Edito : Se fier aux jeunes

De tout temps, et à chaque rendez-vous électoral, le taux de participation a été l’une des principales préoccupations et pas seulement de la classe politique surtout quand ce sont les jeunes qui sont les moins présents dans les bureaux de vote.

Si le fait de boycotter les urnes, dans l’absolu et indépendamment de l’âge, n’est pas bon signe, il peut s’expliquer, toutefois, pour les électeurs les moins jeunes, par une perte de confiance générée d’expériences passées.
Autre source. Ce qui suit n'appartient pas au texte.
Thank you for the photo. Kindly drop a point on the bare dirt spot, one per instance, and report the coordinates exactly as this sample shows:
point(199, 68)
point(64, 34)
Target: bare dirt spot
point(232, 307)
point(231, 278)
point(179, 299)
Mais comment et par quoi expliquer le fait qu’un jeune qui même pour sa première expérience refuse d’aller déposer sa voix dans l’urne ? L’explication peut évidemment résider dans l’image qu’ont les jeunes de la classe politique à travers ce qu’ils observent dans la vie politique quotidienne ou à travers le Parlement et la gestion des communes.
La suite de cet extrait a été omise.